As far as you are concerned, pornography is not just a religious problem like if he doesn’t keep kosher or wear a kipa, but it unfortunately conveys what may be your boyfriend’s relationship, to a certain extent, to women in general. From marriage counseling experience, I would definitely be wary of entering a relationship with someone who can (and does!) see women as objects and sex symbols, to be used for personal pleasure, while missing the beautiful intimate mutual gratification which are basic to every loving healthy marriage.
I suggest discussing this with him, in addition to pointing out from the start that “I, or no woman, wants to have to compete with porn stars, and be continuously compared with them and what they do, either consciously or subconsciously, either aloud or secretly.” If that is their “profession”, and those are his expectations from his wife, it is definitely going to be difficult to live up to such hopes or fantasies. Pornography is an easy “virtual” way for men to “get their kicks”, and actually distracts them from investing the effort to build a healthy, normal relationship with a real, live woman, answering to her needs, working towards mutual love and satisfaction, etc. He must stop viewing women as sex objects. Simply put: real love for a real woman, and cheap pornographic lust for a different woman’s body, are diametrically opposed!
I would also suggest giving him some positive incentive. Tell him that you are interested in marrying a real “man”, someone who has the g’vura, the “guts” and strength to overcome even this strongest of drives!
Regarding discussing the issue together, the Or HaChaim HaKadosh (Vayikra 18, 3) writes that one of the ways of the yetzer hara is to get you to talk about the problem of the yetzer as much as possible (why do teenagers like to talk so much about negiah?!). The logic is obvious, and accordingly, it’s best for boyfriends and girlfriends to talk about pornography or even negiah, as little as possible, for sure not a detailed day-by -day account. On the other hand, it’s obviously important for you to know the answer to that black and white question: if he succeeds in overcoming this weakness, or if he continues.

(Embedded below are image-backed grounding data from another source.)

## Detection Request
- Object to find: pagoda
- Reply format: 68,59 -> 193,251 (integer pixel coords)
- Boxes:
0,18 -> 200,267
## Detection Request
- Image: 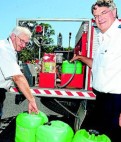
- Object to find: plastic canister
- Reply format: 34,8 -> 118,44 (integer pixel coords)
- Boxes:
36,120 -> 74,142
15,111 -> 48,142
61,60 -> 82,74
72,129 -> 111,142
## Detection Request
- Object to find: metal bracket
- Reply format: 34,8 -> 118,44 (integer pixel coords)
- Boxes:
74,100 -> 87,131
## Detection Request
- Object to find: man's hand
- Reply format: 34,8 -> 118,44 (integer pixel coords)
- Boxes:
71,51 -> 82,62
28,98 -> 39,114
70,55 -> 81,63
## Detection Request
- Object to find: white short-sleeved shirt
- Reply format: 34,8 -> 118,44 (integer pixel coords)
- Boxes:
0,38 -> 23,89
92,19 -> 121,94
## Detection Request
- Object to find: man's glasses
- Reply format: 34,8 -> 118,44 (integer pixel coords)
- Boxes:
16,36 -> 29,46
94,10 -> 112,20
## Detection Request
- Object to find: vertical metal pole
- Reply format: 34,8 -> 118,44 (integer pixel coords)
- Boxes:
67,32 -> 71,60
85,19 -> 92,90
39,26 -> 45,60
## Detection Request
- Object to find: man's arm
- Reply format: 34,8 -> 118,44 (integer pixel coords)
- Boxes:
12,75 -> 34,102
70,55 -> 93,68
12,74 -> 38,113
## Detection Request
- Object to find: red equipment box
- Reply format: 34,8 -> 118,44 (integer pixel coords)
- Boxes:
60,73 -> 84,89
39,72 -> 56,88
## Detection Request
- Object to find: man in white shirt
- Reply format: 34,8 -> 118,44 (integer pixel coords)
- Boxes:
70,0 -> 121,141
0,26 -> 39,123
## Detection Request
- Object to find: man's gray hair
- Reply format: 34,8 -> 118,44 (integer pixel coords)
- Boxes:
91,0 -> 117,14
11,26 -> 32,38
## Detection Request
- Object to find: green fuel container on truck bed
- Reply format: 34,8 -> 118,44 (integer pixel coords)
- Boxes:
36,120 -> 74,142
62,60 -> 83,74
15,111 -> 48,142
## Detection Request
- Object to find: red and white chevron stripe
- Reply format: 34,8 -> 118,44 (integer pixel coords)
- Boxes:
9,87 -> 96,100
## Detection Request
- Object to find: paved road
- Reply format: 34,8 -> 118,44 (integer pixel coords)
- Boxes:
2,93 -> 58,119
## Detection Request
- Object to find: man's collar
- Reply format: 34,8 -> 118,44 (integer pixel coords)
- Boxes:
8,37 -> 17,54
105,19 -> 120,37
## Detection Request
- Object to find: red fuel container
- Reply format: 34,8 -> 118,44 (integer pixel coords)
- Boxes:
60,74 -> 84,89
39,72 -> 56,88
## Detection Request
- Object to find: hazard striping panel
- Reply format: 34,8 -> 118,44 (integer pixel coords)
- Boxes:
9,87 -> 96,100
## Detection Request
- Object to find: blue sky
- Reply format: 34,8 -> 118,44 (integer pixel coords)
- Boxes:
0,0 -> 121,47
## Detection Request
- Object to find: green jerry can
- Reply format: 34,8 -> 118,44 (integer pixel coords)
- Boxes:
62,60 -> 83,74
72,129 -> 111,142
36,120 -> 74,142
15,111 -> 48,142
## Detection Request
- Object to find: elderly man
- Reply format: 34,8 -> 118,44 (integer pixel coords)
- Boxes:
70,0 -> 121,141
0,26 -> 39,124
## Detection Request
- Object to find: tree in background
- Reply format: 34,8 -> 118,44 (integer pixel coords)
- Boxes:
18,20 -> 73,63
18,21 -> 55,62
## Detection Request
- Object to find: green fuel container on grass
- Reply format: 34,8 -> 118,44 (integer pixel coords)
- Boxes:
62,60 -> 82,74
72,129 -> 111,142
15,111 -> 48,142
36,120 -> 74,142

This is his battle, and there really isn’t much that others can or need to do. Pornography is a terrible habit, but it can be broken immediately, and is not at all like drugs where addiction is physiological. He can, and should say that he is stopping today (not even tomorrow), if not for his sake, than for your sake. To put in Rimon, Net-tzach or another pornography filter immediately, simply takes one phone call or email. On the other hand, he should try and get involved in positive, active pursuits to which he can and should direct his energies, learning Torah, volunteering, and l’havdil, active sports, etc.
To be supportive is always good and helpful, but to be supportive as a girlfriend regarding an issue which comes at your expense is difficult, unfair, and probably even unwise to ask. If pornography has ruined marriages, why get involved knowingly in such a relationship?
Again, real love and cheap pornography are diametrically opposed, and it would be wise, worthwhile and much more pleasurable (!) for him to invest in a real, idealistic long-term relationship of love, rather than cheap, “virtual” illusions and fantasies. As soon as this is clarified to him, his decision shouldn’t be difficult.
Please let me know if I can be of further help, and even better, please let me know if he succeeded and that you are building a Bayit Ne’eman b’Yisrael!! B’hatzlacha!